Latest Headlines

Bat biologist urges community conservation

Fatal fungus could arrive in B.C. within the next two years
By Mike Youds
August 19, 2016 11:45 A.M.
Doug Burles, a biologist specialized in bats, speaking at Kenna Cartwright Park.

A fungus endangering bats across much of North America could arrive in B.C. within the next two years, says a biologist specializing in the mammals.

“We thought we had 10 years,” said Doug Burles during a natural history talk in Kenna Cartwright Park Thursday night.

Known as White Nose Syndrome, the fungus is especially hard on little brown bats, common among the 16 species of bats that inhabit the province, Burles said. 

Since the winter of 2006 when it was first detected in a cave in New York State, White Nose Syndrome has killed massive numbers of bats in eastern North America but has not been detected in western North America. Then, in March of this year, a single bat carrying the disease was found in Washington State, the first case west of the continental divide. There’s little doubt the fungus will eventually show up here.

“The best way of dealing with that is to get the community involved,” he told an audience of about 25, encouraging participation in bat conservation efforts co-ordinated locally by Kamloops Naturalist Club.

Retired from a career with Parks Canada, Burles studied bats for much of his career and did his masters thesis on the species.
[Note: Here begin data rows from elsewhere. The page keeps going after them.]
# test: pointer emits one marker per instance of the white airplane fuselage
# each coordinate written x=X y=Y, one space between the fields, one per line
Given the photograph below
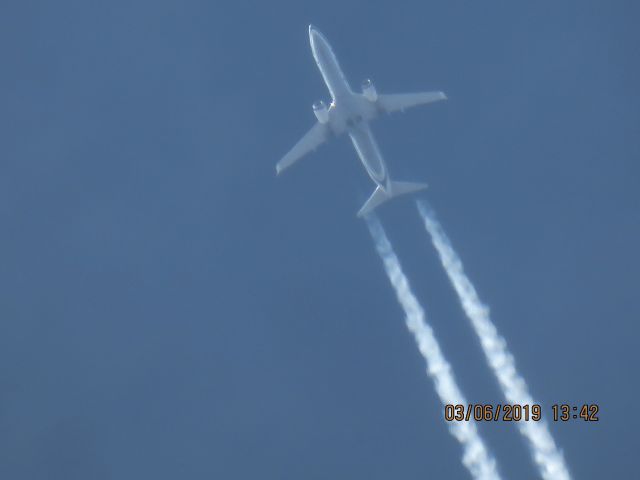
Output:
x=349 y=111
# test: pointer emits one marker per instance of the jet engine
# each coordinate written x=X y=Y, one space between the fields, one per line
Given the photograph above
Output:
x=369 y=91
x=321 y=111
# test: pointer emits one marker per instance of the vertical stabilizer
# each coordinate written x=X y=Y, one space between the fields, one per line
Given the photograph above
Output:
x=381 y=195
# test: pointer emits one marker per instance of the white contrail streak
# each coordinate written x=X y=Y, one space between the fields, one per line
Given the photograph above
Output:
x=475 y=455
x=546 y=455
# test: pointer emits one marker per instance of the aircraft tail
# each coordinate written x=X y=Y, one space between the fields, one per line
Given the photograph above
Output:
x=381 y=195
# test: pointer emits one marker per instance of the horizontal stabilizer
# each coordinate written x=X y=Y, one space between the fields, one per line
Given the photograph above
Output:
x=381 y=195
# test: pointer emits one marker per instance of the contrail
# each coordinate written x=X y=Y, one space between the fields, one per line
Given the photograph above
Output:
x=475 y=455
x=546 y=455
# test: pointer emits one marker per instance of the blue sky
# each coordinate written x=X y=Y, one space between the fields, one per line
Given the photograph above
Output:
x=171 y=309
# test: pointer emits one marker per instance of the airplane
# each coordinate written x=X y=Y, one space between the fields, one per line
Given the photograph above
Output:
x=351 y=112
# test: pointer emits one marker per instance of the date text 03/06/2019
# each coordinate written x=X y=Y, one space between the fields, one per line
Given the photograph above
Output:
x=515 y=412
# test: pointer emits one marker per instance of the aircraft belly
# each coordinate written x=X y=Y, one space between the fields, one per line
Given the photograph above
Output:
x=369 y=152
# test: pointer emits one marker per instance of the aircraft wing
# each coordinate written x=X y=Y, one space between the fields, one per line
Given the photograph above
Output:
x=401 y=101
x=315 y=137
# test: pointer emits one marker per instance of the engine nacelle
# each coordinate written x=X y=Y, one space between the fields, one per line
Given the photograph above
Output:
x=321 y=111
x=369 y=91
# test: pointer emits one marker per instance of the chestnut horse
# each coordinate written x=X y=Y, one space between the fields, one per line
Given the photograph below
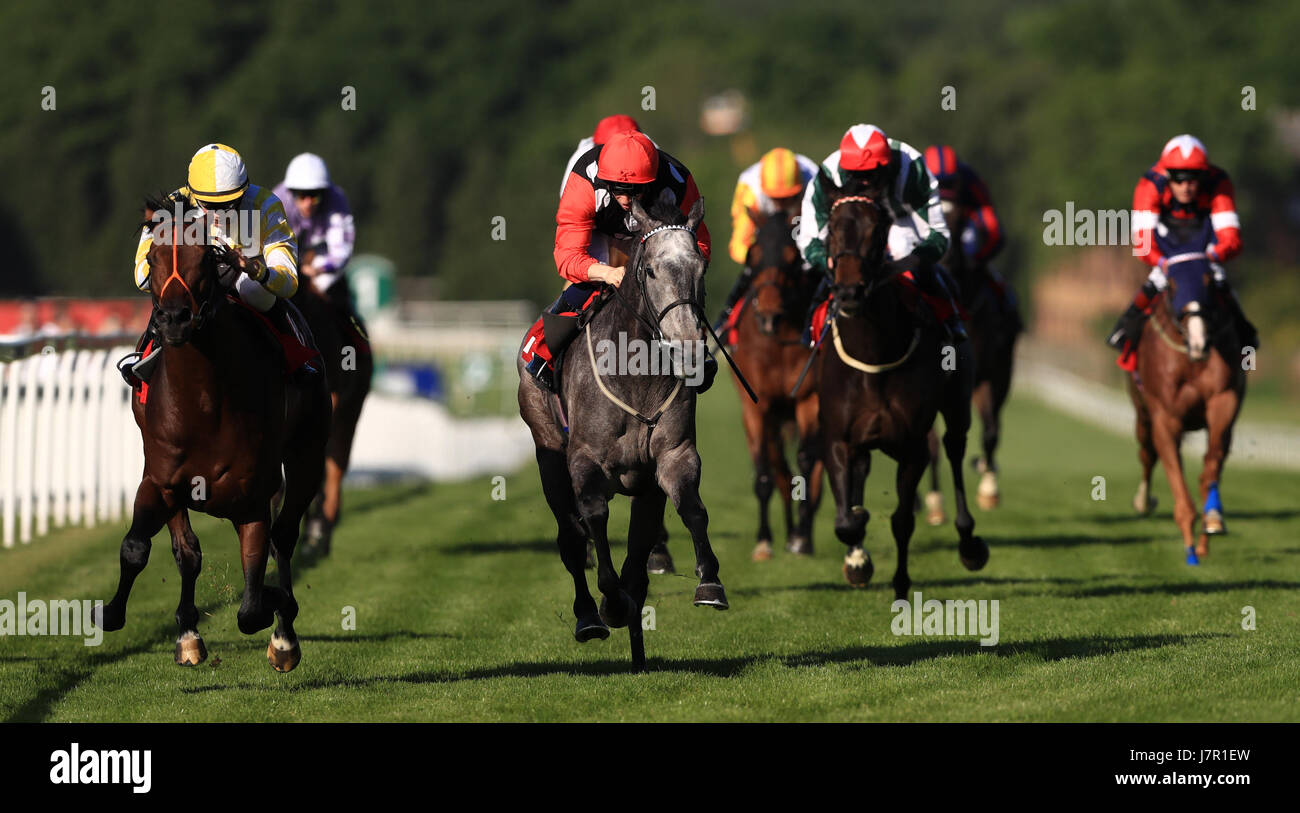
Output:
x=771 y=357
x=992 y=334
x=883 y=381
x=1188 y=376
x=220 y=424
x=345 y=347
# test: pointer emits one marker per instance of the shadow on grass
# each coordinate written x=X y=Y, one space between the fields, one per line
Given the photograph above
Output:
x=905 y=654
x=1182 y=588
In Haida Gwai, where he did research, he’s known as the “batman.” Over the past two years, Burles has been connecting with people in Kamloops to raise awareness of what’s known as the Community Bat Program. People can participate in population counts as well as take precautions to ensure they minimize disturbances nesting areas sometimes found in roofs.

There’s even a toll-free number to call for information: 1-855-9BC-BATS.

Burles gave an overview of bat biology, describing their remarkable physical capabilities, biodiversity and adaptiveness as the only mammal capable of flight. That high-energy behaviour demands a high metabolism. Their hearts beat 1,000 times a minute in flight.

Spotted bats, about 200 of which reside in a barn at Tranquille, are among species that use echo-location to navigate and feed at night. They give short screams, inaudible to the human ear, up to 10 times a second. 

Bats are highly effective at insect control, consuming up to 600 mosquitoes every night, though they prefer meatier moths. When there are no insects during winter, they hibernate and survive through a state of “torpor,” their hearts slowing to as few as a dozen beats a minute. They move every two or three weeks, maintaining muscle strength.

Wind turbines represent another threat to bat populations since the mammals are for some reason attracted to the giant rotor blades, Burles said.

Five bat houses were given away through a draw after his talk.

The 6-7 p.m. nature talk series concludes next week, Thursday, Aug. 25, with a focus on the night sky.


Peter Youngbaer says:
August 21, 2016 05:26pm

This article is totally inaccurate: to date, there is not a single documented case of WNS in spotted bats. The author should cite their evidence, please. For those interested in which species of bats have been affected, go to


Emails will not be published

Doug Burles says:
August 23, 2016 07:26pm

Peter is entirely correct that that no spotted bats have ever been documented with WNS. Until this past March, WNS was a disease of eastern North America and had never been found within the range of spotted bats, which are only found in western North America. Also, the bats roosting in the barn at Tranquille farm are Little Brown Bats, not spotted bats. The spotted bats that occasionally can be heard flying around Tranquille Pond likely roost in the cliffs that overlook Kamloops Lake.